Now in its extended mission, TESS has turned around to resume surveying the south. In addition, the TESS team has introduced improvements to the way the satellite collects and processes data. Its cameras now capture a full image every 10 minutes, three times faster than during the primary mission. A new fast mode allows the brightness of thousands of stars to be measured every 20 seconds, along with the previous method of collecting these observations from tens of thousands of stars every two minutes. The faster measurements will allow TESS to better resolve brightness changes caused by stellar oscillations and to capture explosive flares from active stars in greater detail.

These changes will remain in place for the duration of the extended mission, which will be completed in September 2022. After spending a year imaging the southern sky, TESS will take another 15 months to collect additional observations in the north and to survey areas along the ecliptic – the plane of Earth's orbit around the Sun – that the satellite has not yet imaged.

TESS looks for transits, the telltale dimming of a star caused when an orbiting planet passes in front of it from our point of view. Among the mission's newest planetary discoveries are its first Earth-size world, named TOI 700 d, which is located in the habitable zone of its star, the range of distances where conditions could be just right to allow liquid water on the surface. TESS revealed a newly minted planet around the young star AU Microscopii and found a Neptune-size world orbiting two suns.

In addition to its planetary discoveries, TESS has observed the outburst of a comet in our solar system, as well as numerous exploding stars. The satellite discovered surprise eclipses in a well-known binary star system, solved a mystery about a class of pulsating stars, and explored a world experiencing star-modulated seasons. Even more remarkable, TESS watched as a black hole in a distant galaxy shredded a Sun-like star.

Missions like TESS help contribute to the field of astrobiology, the interdisciplinary research on the variables and conditions of distant worlds that could harbor life as we know it, and what form that life could take.

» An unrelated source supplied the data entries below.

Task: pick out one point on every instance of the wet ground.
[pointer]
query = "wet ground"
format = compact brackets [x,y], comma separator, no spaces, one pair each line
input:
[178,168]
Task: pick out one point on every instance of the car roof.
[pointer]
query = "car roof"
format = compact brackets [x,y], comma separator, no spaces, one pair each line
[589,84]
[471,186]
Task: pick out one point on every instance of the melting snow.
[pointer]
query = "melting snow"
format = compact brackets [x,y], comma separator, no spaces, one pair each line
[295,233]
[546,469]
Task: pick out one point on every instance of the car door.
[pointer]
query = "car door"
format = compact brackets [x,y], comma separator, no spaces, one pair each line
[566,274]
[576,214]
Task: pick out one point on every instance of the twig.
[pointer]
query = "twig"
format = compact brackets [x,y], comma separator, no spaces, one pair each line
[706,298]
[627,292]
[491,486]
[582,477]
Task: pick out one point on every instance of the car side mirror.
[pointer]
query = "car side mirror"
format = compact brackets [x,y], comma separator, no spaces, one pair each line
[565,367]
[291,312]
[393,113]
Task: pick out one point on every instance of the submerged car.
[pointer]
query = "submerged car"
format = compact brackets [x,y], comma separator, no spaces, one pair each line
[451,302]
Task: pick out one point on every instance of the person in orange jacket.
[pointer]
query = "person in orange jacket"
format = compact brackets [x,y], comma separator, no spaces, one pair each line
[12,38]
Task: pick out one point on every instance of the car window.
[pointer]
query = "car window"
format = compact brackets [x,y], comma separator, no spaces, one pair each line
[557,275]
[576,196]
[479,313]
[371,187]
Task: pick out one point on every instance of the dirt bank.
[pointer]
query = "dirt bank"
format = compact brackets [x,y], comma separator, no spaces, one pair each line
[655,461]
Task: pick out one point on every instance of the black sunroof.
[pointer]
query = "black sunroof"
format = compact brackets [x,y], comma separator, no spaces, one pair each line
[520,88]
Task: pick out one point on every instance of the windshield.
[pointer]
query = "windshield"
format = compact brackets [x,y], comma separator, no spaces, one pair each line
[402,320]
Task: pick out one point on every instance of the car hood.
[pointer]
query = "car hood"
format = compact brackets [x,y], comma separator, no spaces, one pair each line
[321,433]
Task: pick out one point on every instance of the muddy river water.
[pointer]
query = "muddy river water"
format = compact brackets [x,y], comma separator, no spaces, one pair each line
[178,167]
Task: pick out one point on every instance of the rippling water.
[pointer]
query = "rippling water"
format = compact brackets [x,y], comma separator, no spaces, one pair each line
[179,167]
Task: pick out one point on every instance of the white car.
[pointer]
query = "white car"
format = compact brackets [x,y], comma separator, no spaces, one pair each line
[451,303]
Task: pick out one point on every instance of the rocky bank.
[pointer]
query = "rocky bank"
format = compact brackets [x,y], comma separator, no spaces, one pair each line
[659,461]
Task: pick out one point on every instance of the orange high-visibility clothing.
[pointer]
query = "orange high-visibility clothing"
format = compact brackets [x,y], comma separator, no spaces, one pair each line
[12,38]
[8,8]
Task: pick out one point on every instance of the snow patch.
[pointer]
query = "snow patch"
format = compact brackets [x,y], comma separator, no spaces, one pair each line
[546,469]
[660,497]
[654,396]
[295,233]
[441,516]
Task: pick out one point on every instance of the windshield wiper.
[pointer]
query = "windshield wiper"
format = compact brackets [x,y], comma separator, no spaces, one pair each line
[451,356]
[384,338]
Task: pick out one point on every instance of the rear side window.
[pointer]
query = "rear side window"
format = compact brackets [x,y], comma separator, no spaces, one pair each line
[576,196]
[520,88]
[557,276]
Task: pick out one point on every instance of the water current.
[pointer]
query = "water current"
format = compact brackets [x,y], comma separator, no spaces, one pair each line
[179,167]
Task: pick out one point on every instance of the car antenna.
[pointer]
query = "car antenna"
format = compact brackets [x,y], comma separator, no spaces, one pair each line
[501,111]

TESS is a NASA Astrophysics Explorer mission led and operated by MIT in Cambridge, Massachusetts, and managed by NASA's Goddard Space Flight Center. Additional partners include Northrop Grumman, based in Falls Church, Virginia; NASA's Ames Research Center in California's Silicon Valley; the Harvard-Smithsonian Center for Astrophysics in Cambridge, Massachusetts; MIT's Lincoln Laboratory; and the Space Telescope Science Institute in Baltimore. More than a dozen universities, research institutes, and observatories worldwide are participants in the mission.

Robert PearlmanNASA release
TESS Status Update

NASA's Transiting Exoplanet Survey Satellite (TESS) entered into safe mode on Monday, Oct. 10. The spacecraft is in a stable configuration that suspends science observations. Preliminary investigation revealed that the TESS flight computer experienced a reset.

The TESS operations team reported that science data not yet sent to the ground appears to be safely stored on the satellite. Recovery procedures and investigations are underway to resume normal operations, which could take several days.

TESS launched in April 2018 and has since discovered more than 250 exoplanets – worlds beyond our solar system – and thousands of additional candidates.

Robert PearlmanNASA release
TESS Resumes Normal Operations

NASA's Transiting Exoplanet Survey (TESS) began its return to normal operations on Thursday, Oct. 13, at around 6:30 p.m. EDT. Engineers successfully powered up the instrument, and the spacecraft resumed its regular fine-pointing mode. The team expects that TESS will resume science observations later on Friday, and all science data stored on the spacecraft will be downlinked at the next opportunity.

TESS entered into safe mode on Oct. 10 following a reset of its flight computer. The team will spend the next several days analyzing data to determine the cause.